NPR logo

Democrats Eye End to Head Start Tests

  • Download
  • <iframe src="https://www.npr.org/player/embed/9004700/9004701" width="100%" height="290" frameborder="0" scrolling="no" title="NPR embedded audio player">
  • Transcript
Democrats Eye End to Head Start Tests

Education

Democrats Eye End to Head Start Tests

Democrats Eye End to Head Start Tests

  • Download
  • <iframe src="https://www.npr.org/player/embed/9004700/9004701" width="100%" height="290" frameborder="0" scrolling="no" title="NPR embedded audio player">
  • Transcript

Democrats in Congress want the federally funded Head Start program to stop giving preschoolers standardized tests. The Bush administration says the tests show whether the federally funded program works. Critics disagree.

RENEE MONTAGNE, host:

A couple of stories on education now.

First, the question: can tests measure what preschoolers learn? Democrats in Congress want to stop testing children enrolled in Head Start. But the Bush administration says tests can show whether the $6 billion program is helping poor children do better in school.

NPR's Rachel Jones reports.

RACHEL JONES: Head Start is considered a jewel in the crown of America's war on poverty.

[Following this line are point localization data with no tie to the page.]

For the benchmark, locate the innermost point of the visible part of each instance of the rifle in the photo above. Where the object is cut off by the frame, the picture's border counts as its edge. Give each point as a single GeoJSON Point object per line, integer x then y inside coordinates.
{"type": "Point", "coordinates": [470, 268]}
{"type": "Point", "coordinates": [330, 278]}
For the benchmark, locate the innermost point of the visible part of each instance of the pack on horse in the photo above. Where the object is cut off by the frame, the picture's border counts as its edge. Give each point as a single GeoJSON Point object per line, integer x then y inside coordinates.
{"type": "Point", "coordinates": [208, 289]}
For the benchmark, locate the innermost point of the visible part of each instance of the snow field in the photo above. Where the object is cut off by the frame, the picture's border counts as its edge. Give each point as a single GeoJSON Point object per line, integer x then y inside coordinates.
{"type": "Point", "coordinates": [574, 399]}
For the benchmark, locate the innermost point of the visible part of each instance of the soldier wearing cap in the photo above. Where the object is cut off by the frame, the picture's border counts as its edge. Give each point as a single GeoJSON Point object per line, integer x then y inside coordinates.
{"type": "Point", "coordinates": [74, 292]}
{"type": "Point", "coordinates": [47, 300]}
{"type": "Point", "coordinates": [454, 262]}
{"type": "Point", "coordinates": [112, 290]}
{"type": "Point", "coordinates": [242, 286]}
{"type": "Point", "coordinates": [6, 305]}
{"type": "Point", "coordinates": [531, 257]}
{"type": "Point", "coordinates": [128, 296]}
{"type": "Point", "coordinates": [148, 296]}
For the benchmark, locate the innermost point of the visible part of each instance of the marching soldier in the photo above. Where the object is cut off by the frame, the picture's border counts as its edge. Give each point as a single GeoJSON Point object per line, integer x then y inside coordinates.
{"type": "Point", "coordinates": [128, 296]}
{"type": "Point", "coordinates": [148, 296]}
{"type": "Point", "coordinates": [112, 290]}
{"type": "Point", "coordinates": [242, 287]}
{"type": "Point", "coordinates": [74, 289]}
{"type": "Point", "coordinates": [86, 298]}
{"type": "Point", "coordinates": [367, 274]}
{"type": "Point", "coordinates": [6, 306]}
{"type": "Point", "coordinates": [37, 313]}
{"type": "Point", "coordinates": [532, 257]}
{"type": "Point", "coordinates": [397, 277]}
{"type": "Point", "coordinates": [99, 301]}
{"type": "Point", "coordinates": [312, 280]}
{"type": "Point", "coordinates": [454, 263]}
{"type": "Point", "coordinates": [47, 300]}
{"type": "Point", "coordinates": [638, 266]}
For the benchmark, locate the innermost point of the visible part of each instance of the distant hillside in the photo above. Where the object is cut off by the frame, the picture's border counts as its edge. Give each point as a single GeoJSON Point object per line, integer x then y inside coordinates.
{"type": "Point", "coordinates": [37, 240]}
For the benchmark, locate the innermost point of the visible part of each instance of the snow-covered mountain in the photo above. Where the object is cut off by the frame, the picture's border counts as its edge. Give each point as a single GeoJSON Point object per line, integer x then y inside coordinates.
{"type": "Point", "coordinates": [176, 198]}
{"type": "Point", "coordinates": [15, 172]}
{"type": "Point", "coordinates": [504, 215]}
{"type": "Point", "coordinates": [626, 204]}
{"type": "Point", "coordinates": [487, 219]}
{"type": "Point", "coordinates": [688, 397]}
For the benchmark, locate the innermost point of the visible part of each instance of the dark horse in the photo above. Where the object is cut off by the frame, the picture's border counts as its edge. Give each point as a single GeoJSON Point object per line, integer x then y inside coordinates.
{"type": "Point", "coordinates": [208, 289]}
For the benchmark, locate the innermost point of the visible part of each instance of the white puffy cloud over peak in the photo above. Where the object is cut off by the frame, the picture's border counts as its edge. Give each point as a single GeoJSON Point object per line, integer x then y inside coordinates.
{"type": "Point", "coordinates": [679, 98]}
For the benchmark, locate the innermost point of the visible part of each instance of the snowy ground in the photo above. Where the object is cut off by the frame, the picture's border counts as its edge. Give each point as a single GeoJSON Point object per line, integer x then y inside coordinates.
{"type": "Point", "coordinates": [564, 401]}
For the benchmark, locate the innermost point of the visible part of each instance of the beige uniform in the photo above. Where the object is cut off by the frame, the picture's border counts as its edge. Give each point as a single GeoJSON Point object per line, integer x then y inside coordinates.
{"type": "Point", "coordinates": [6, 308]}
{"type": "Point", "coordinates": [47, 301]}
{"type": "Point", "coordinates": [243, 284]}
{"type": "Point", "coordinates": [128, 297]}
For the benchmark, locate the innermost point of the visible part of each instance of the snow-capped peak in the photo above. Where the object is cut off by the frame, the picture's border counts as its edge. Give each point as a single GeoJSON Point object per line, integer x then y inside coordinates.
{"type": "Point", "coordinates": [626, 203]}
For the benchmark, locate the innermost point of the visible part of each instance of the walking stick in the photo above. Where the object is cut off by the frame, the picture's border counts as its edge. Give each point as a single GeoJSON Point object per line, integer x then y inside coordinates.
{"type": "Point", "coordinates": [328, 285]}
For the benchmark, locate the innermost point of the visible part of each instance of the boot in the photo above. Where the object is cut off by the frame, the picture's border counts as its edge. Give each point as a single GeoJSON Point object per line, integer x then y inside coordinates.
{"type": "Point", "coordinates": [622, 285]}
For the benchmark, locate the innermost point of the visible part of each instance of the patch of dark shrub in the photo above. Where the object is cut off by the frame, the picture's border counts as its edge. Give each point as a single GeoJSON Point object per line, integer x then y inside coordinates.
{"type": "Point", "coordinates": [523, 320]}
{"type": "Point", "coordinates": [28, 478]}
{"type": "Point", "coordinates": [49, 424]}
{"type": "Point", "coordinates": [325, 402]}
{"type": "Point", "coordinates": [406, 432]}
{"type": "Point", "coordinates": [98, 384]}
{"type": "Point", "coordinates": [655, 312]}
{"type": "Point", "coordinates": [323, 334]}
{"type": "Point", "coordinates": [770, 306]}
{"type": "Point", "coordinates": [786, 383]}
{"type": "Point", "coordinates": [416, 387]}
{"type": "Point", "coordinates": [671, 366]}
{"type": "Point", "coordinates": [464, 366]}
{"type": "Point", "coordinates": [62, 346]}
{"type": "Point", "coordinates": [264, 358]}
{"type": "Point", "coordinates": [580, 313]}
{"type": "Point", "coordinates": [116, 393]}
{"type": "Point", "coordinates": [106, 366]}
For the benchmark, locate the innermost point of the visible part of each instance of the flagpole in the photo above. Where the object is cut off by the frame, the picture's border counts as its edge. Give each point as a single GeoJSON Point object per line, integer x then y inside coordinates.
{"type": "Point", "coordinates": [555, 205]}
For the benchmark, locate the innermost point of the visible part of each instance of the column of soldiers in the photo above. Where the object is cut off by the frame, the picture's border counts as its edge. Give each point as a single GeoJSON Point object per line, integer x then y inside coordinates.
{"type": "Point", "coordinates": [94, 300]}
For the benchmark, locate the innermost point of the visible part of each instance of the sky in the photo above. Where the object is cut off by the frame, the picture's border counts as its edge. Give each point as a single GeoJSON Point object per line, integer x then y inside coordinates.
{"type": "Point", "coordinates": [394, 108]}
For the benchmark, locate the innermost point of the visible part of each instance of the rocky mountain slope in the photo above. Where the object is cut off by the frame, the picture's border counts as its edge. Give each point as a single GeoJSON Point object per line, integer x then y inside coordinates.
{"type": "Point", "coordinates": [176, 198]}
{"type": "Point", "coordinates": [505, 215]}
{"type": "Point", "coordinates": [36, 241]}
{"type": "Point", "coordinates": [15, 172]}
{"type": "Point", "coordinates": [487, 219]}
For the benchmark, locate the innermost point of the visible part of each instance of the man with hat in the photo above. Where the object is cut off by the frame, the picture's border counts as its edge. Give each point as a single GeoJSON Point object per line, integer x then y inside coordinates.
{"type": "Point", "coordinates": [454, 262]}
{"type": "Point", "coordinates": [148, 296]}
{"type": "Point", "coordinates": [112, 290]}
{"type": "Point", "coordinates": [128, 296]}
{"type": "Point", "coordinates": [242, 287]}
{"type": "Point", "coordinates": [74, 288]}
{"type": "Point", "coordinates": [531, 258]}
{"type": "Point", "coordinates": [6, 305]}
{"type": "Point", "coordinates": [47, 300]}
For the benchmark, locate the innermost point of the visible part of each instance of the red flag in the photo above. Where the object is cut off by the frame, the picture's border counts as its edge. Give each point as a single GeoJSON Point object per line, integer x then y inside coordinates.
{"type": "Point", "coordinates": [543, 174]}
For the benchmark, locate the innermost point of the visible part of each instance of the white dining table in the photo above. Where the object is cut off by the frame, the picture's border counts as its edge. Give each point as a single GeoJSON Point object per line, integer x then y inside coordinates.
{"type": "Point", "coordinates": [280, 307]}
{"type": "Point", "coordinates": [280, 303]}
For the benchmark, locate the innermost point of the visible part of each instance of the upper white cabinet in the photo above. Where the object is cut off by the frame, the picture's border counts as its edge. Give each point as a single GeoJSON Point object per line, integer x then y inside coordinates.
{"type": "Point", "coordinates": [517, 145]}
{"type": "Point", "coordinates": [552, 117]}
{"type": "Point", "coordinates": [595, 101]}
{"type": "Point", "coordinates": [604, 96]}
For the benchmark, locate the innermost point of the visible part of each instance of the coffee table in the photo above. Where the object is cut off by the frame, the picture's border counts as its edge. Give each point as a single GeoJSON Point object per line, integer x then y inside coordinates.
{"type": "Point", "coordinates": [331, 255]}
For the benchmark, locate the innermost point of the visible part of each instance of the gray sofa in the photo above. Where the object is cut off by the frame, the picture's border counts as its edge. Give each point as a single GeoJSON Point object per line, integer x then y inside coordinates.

But some researchers say its educational benefits wear off by the second grade. So, starting in 2003, Head Start itself faced a big test from the Bush administration. Wade Horn directs the Administration for Children and Families. He says the tests move beyond general assumptions about the program to make sure individual Head Start centers are doing a good job.

Mr. WADE HORN (Director, Administration for Children and Families): What's different about the national reporting system is it allows us to determine at the individual program level the kinds of progress the children are making in that program, something we can't tell simply by looking at national data.

JONES: In other words, programs would have to prove kids are making educational progress. So, twice a year, more than 400,000 four and five-year-old Head Start kids are asked to do things like identify their letters and numbers, or play Simon Says while a teacher notes their response. Congressional Democrats say the results aren't relevant.

Representative Mazie Hirono of Hawaii sits on two House education subcommittees. She says the testing not only doesn't determine what young children know, it also can't accurately gauge what Head Start does.

Representative MAZIE HIRONO (Democrat, Hawaii): Just testing for whatever narrow range of knowledge that these little kids have I think is not the way to assess the validity of this program.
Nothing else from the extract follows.